そのころぼくは神社巡りにはまっていて、時間を見つけてはそれこそ取り憑かれたように、大小さまざまな神社を参拝して回っていた。
山域の多い県北では、西金砂神社や東金砂神社、武生神社など神仏混淆、とくに修験道と密接にかかわり合いながら発展してきた神社が多く、御岩神社もそのひとつである。江戸時代には「御岩山大権現」と呼ばれて水戸藩の祈願所として栄えた。古き多くの遺構と、山あいに佇む境内の凛とした空気が当時の名残をいまだに感じさせるのである。
 
三本杉を眺め、仁王門をくぐり、たくさんの歴史的な遺構を見ながら少しずつ奥に上っていく。御岩神社拝殿はきりっとして、実にかっこいい神社である。ちょっと静神社に似てるような気もする。脇のもみじが鮮やかな青さで神社を彩っていて、しばらく見入ってしまった。
 
拝殿の左手の奥からさらに上、すなわち御岩山へと通ずる道がある。ちりんちりん、と音がするので何となく見守っていると、坂道をハイカーのおじさんが下りてきた。

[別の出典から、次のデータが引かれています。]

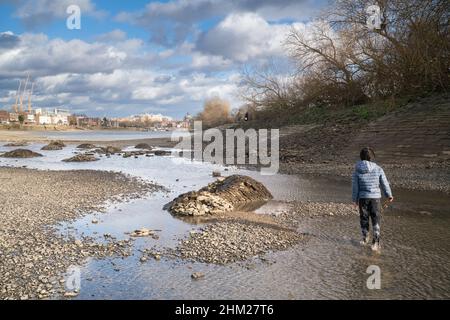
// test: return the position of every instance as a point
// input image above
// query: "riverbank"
(33, 255)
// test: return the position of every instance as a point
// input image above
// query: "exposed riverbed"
(414, 261)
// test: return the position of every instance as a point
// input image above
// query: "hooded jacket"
(367, 179)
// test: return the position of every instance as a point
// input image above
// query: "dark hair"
(367, 154)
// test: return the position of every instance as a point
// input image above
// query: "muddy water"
(414, 262)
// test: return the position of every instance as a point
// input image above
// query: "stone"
(220, 196)
(54, 145)
(143, 146)
(21, 153)
(143, 232)
(81, 158)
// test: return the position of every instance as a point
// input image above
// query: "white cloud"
(244, 36)
(34, 13)
(114, 35)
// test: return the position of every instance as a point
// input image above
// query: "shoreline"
(433, 175)
(33, 255)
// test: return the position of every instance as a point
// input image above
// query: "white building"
(52, 117)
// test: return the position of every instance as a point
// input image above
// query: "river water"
(414, 261)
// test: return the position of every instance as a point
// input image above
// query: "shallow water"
(414, 261)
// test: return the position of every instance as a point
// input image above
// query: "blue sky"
(140, 56)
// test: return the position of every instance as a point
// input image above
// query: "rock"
(86, 146)
(144, 232)
(54, 145)
(197, 275)
(17, 144)
(222, 195)
(21, 153)
(70, 294)
(109, 150)
(82, 158)
(162, 153)
(143, 146)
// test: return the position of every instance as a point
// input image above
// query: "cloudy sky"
(138, 56)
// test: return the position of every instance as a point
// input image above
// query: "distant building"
(52, 116)
(4, 116)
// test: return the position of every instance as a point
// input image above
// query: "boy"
(366, 194)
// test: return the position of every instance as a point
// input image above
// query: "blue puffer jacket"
(366, 181)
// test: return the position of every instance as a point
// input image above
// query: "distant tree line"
(340, 61)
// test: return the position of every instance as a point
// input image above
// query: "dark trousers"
(370, 209)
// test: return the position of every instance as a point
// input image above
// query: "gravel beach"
(33, 256)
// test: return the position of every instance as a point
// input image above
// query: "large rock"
(21, 153)
(54, 145)
(81, 158)
(109, 150)
(162, 153)
(228, 194)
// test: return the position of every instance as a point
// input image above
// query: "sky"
(136, 56)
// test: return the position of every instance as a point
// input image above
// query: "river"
(414, 261)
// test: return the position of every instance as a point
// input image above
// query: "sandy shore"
(33, 256)
(30, 136)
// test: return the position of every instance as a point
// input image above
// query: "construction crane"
(16, 110)
(21, 96)
(29, 98)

そのときには「ふうん、こんなに山登りの格好するほど大変なのかな?」と思ったくらいだったが、今なら当然の装備だな、と思うかもしれない。なかなか急坂があったりしてハードな道のりだったのだ。それに、御岩山から高鈴山方面へと向かうハイキングコースも整備されているのだ。そっちのほうから来た人だったのかもしれない。
この細い山道を登っていくと賀び(田に比)禮(かびれい、とよむ)神社があり、つまりこの一帯はそうとう昔(風土記にも記述があるのだ)から信仰の場だったのである。
  
さらに上を目指すと、急峻の岩場が出現し、よじのぼるような格好で登っていく。我ながらよく登ったもんだ。
 
その頃は山登りなんて考えてもいなかったから、鬱蒼とした山の中に入ってしまい結構びびっていた。人もいないし結構急な坂もあるし時折強い風が吹いたりして心細くもなった。何となく登っていったら着いてしまった山頂にも特に感慨はなく、まあここがここらへんで一番高いのか…くらいにしか思わなかった。

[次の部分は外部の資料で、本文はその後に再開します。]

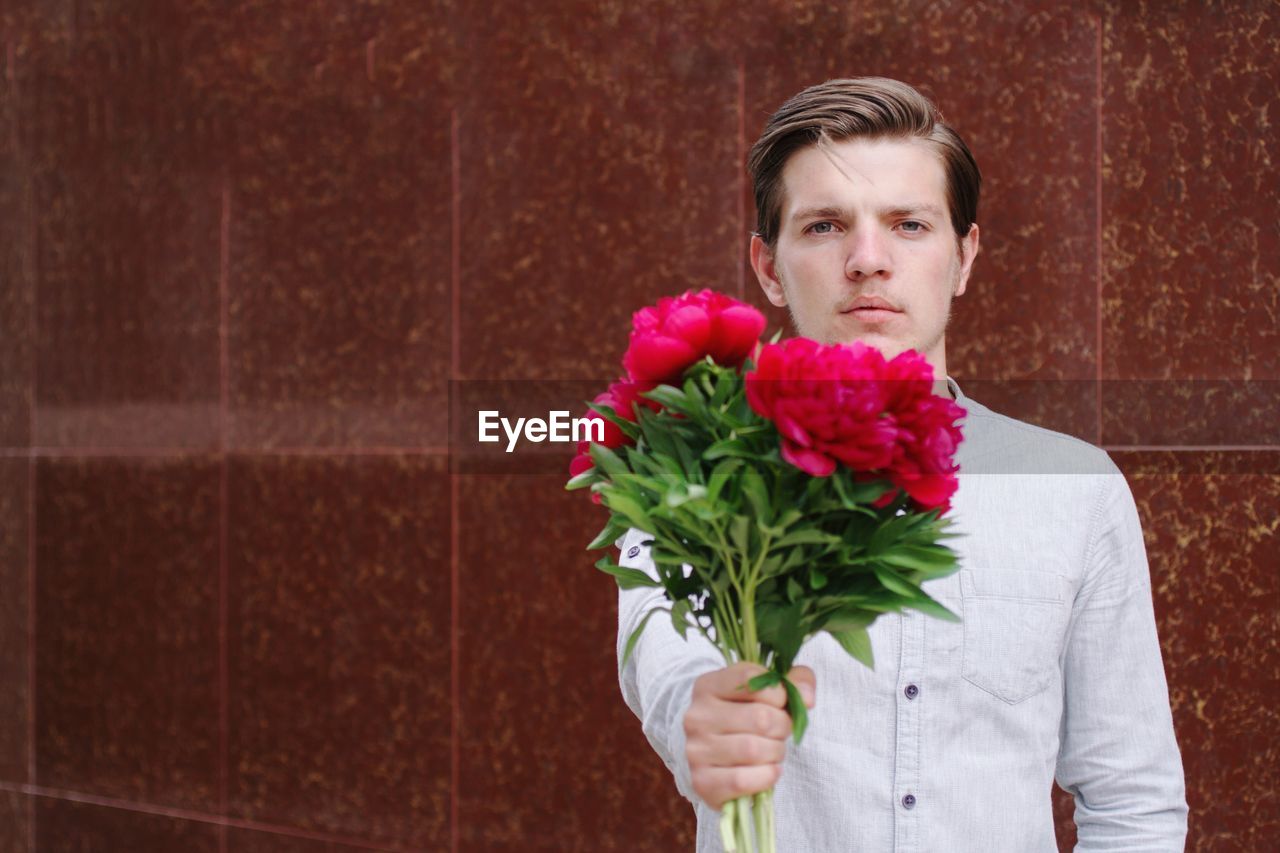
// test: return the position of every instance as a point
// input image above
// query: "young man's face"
(868, 218)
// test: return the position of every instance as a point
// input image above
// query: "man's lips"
(872, 314)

向陽台という場所があるみたいなのでそっちへ行こうと思ったのだけど、急な下り坂が下のほうまで続いているのでさすがにやめて引き返してしまった。脚はへとへとだし、喉がひどく渇いてしまったのだ。
でも随分歩いたな、と思って時間をみてもそれほど時間が経っていないことには驚きがあった。最近山登りをはじめてよく思うのだが、普段は何をするでもなくても矢のように過ぎてしまう時間が、山の中にいるとゆったりと流れていくのだ。あれ、まだ30分なの?といった具合に。
 
仕事に追われあっという間に一日が終ってしまい鬱々とした日々を送っている諸兄方には、週末に近くの手ごろな山でいいから入ってみてもらいたい。木々の枝が血管のように張り巡らされ、光を求めてそよぐ葉や、そこから漏れてくる光のあたたかさ、風に揺られる影、それらを見て、感じてもらいたい。
時間というのは秒刻みでコチコチと動いているのではなく、自然のあいだをゆったりと過ぎていくものなのだ。少しでもそのことを思い出していただけたら、未熟ながらこうしてご紹介しているぼくとしても嬉しい。
 
それにしても、こんなところで知らず山登りの練習をしていたのだなあ。とても良いところなので、新緑が綺麗な時期にまた行けたら良いな。また、御岩神社前に連なる入四軒門前町の様子も、ゆっくり歩いて見てみたいなと思っている。
入四軒(いりしけん)なんて、ちょっと声に出してみてくださいよ。何だか素敵ですよね。何があるのかちょっと知りたくなりません?ここには不思議な木が道の真ん中に立っていたりですね…。
それは後々のお楽しみとしましょうか。
 
  
*御岩神社…祭神・大国主命をはじめ、多くの境内社を祀る常陸国最古の式内社(だと思う)。平成3年に再建された仁王門、樹齢500年を越え天狗が住んでいたとされる三本杉、木造大日如来坐像をはじめとする神仏混淆の名残など見どころが多い。御朱印をいただきに社務所に行ったら、美人の奥様?が応対してくれてちょっとどきまぎした。
  
*賀び(田に比)禮神社…「賀(田比)礼」とも。祭神立速日男命。常陸国風土記に記載があるくらいだから、1300年もの歴史がある(常陸国最古の式内社というのも、この神社を含めての意か?)。御岩山の中腹に座し、静寂に包まれている。


 
*御岩山…標高492m。山頂付近には巨大な奇岩があって、ロッククライミングの練習場所にもなっているらしい。それに沿うように直登するとまもなく山頂。木に囲まれあまり展望は無いけど、近くの岩場がひらけていてそこからの眺望は良い。御嶽神社という小さな祠もあるので、探してみてね。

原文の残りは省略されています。